DU Teachers on Strike After Selection Process Leaves ad hoc Teachers Jobless
Delhi University teachers are on a three-day strike against the selection process for permanent faculty at colleges. Image: Ronak Chhabra.
New Delhi: Rakesh Singh (name changed) was shocked to know that he didn’t make it to the final list of teachers selected for permanent positions at Delhi University’s Daulat Ram College. The 30-something mathematics professor couldn’t believe that his 11-plus years of teaching experience was “not enough” to make the cut.
“I am jobless and hopeless. For all these years, I worked hard thinking that I will have a stable life one day. I have no idea about how I will meet my family’s daily needs,” Singh told Newsclick during a strike of DU teachers at Jantar Mantar on Tuesday.
At the call of the Delhi University Teachers’ Association (DUTA), the teachers went on a three-day strike.
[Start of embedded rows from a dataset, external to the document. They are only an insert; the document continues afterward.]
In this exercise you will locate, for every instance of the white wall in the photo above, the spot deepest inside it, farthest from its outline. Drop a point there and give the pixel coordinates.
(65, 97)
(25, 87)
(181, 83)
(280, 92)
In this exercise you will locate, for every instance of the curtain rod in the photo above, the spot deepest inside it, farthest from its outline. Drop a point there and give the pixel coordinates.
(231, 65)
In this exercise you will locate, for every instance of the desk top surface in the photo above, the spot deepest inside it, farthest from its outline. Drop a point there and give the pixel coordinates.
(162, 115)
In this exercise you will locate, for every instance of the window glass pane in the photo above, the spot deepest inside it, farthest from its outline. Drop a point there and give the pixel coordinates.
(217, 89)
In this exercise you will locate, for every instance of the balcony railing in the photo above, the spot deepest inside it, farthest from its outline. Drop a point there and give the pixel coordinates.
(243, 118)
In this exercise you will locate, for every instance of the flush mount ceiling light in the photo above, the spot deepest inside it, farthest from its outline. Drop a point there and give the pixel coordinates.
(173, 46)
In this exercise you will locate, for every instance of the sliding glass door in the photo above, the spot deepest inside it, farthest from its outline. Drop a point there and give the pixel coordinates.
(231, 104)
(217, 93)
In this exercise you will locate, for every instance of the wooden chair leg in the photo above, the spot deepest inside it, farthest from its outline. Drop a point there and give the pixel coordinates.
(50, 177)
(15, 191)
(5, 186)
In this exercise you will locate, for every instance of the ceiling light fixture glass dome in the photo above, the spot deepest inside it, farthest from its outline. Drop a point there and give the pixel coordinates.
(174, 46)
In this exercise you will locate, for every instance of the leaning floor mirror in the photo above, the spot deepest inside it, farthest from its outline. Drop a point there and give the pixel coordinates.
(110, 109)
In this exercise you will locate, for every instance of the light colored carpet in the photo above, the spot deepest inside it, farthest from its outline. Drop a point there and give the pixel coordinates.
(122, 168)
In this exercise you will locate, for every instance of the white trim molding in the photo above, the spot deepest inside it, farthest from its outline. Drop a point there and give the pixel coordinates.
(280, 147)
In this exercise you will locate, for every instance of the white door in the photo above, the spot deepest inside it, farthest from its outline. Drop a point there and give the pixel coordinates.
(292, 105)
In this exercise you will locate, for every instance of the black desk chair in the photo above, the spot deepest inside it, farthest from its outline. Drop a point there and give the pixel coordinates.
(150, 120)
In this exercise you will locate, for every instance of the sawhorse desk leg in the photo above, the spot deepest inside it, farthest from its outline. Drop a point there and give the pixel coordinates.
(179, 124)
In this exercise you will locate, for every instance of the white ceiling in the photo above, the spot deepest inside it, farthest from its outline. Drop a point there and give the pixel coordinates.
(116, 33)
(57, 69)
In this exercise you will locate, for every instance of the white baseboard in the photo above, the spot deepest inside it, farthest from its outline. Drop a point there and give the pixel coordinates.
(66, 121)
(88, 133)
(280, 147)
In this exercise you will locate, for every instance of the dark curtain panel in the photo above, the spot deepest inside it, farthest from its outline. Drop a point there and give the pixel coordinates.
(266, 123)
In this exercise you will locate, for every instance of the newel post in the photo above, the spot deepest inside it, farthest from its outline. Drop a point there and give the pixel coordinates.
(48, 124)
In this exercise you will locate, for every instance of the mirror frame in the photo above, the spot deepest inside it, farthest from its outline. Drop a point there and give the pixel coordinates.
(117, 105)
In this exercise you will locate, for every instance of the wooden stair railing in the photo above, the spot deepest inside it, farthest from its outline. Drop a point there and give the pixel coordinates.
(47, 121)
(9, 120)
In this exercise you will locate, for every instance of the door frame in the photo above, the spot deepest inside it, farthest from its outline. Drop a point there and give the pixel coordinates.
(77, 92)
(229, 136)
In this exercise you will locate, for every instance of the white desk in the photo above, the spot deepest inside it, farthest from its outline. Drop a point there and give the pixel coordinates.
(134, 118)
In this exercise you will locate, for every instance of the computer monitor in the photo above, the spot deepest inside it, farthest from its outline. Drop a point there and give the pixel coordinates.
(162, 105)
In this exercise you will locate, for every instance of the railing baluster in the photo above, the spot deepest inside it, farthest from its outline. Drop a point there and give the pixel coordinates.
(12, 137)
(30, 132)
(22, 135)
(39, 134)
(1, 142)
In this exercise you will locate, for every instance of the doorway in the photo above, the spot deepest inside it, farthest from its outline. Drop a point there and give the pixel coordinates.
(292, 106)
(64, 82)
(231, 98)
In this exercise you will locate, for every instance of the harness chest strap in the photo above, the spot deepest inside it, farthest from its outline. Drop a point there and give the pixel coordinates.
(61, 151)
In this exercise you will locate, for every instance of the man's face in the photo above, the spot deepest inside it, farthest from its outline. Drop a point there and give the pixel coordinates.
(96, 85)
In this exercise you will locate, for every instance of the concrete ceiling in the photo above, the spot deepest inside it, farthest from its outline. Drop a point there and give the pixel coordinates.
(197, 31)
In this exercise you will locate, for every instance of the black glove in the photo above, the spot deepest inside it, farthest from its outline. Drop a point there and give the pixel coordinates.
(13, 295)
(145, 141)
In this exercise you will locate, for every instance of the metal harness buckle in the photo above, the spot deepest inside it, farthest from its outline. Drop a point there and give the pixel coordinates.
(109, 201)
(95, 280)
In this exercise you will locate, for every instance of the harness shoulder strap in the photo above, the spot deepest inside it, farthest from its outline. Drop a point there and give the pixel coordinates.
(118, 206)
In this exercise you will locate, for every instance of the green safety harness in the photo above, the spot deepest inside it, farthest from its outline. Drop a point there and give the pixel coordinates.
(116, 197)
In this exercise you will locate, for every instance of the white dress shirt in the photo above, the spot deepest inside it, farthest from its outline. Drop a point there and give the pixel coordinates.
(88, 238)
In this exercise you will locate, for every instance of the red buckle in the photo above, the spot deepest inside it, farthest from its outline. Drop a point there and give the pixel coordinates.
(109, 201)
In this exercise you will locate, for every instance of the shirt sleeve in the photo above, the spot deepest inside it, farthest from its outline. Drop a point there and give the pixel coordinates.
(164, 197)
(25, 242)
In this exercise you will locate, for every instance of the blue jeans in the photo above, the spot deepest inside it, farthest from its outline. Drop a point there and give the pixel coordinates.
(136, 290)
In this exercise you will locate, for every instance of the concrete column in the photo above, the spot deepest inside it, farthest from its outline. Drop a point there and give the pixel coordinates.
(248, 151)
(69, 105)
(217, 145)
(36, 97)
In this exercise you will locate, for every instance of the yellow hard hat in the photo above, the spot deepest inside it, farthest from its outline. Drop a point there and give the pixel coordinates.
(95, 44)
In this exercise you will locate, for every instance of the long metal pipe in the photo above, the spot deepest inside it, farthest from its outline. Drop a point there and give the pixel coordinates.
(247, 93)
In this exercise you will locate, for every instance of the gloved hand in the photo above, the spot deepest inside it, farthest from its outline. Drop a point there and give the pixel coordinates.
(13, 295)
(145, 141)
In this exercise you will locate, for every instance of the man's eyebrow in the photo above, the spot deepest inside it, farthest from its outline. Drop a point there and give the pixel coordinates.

Hundreds of striking teachers gathered on Tuesday to protest their “displacement” amid the ongoing selection process for permanent faculty in colleges and departments.
Since the selection process began in September, more than 60 ad hoc professors have been “displaced”—or relieved from duty—from several DU colleges, including Deshbandhu, Ramjas, Hansraj and Lakshmibai, among others.
“In my own department, four out of eight ad hoc professors were shown the door,” alleged Singh. There are nearly 4,500 ad hoc teachers—close to 50% of the total teaching staff—at DU. The number of ad hoc teachers, recruited to only replace permanent professors for a limited time, sharply increased after 2010.
“Since 2010, there has not been any major drive to select permanent teachers at the university and colleges to fill the increased number of vacancies due to the expansion in OBCs. Though teaching posts were advertised in 2015, 2017 and 2019, the university didn’t conduct interviews in a majority of departments and colleges,” the DUTA said in a memorandum sent to Union education minister Dharmendra Pradhan on Tuesday.
DUTA leaders address the striking teachers at Jantar Mantar on Tuesday.
In a massive protest in 2019, DUTA had demanded the one-time absorption of all ad hoc teachers as permanent employees.
DUTA president AK Bhagi told Newsclick that the association is raising the same demand even now. “Through our agitations in recent weeks, we were able to get 18 dismissed professors reinstated against new vacancies for ad hoc teachers. We will intensify our protest in the coming days if our demands are not heard,” he said.
Democratic Teachers’ Front (DTF) secretary and Miranda House professor Abha Dev Habib said that even as many ad hoc teachers were dismissed in the past, the ones dismissed this time will not find similar jobs in other colleges. “There has been no official notification but principals of colleges have been verbally instructed to reduce the number of ad hoc teachers,” she alleged.
This means, Habib added, that the number of guest faculty at DU colleges will increase in the coming years. “This is why many of the ad hoc teachers are now being dismissed while the university doesn’t mention one-time absorption.”
The striking teachers also flayed the DU administration for including “outsiders” in the interview selection panel. According to a report filed by the Indian Express, apart from two or three people from colleges, the other five members—three external experts, a V-C nominee and an observer—are from outside.
“Based on a 10-15 interview, a teacher who is considered excellent is suddenly declared unfit,” former DU executive council member Rajesh Jha told Newsclick.
Amit Kumar (36), who teaches political science at Motilal Nehru College (evening classes), is worried as well. “There are 10 ad hoc teachers in my department and I don’t want to even think about what will be our fate at the end of the selection process (an advertisement is expected to be released in the coming months),” he told Newsclick. “It is not possible to teach properly when we are so stressed.”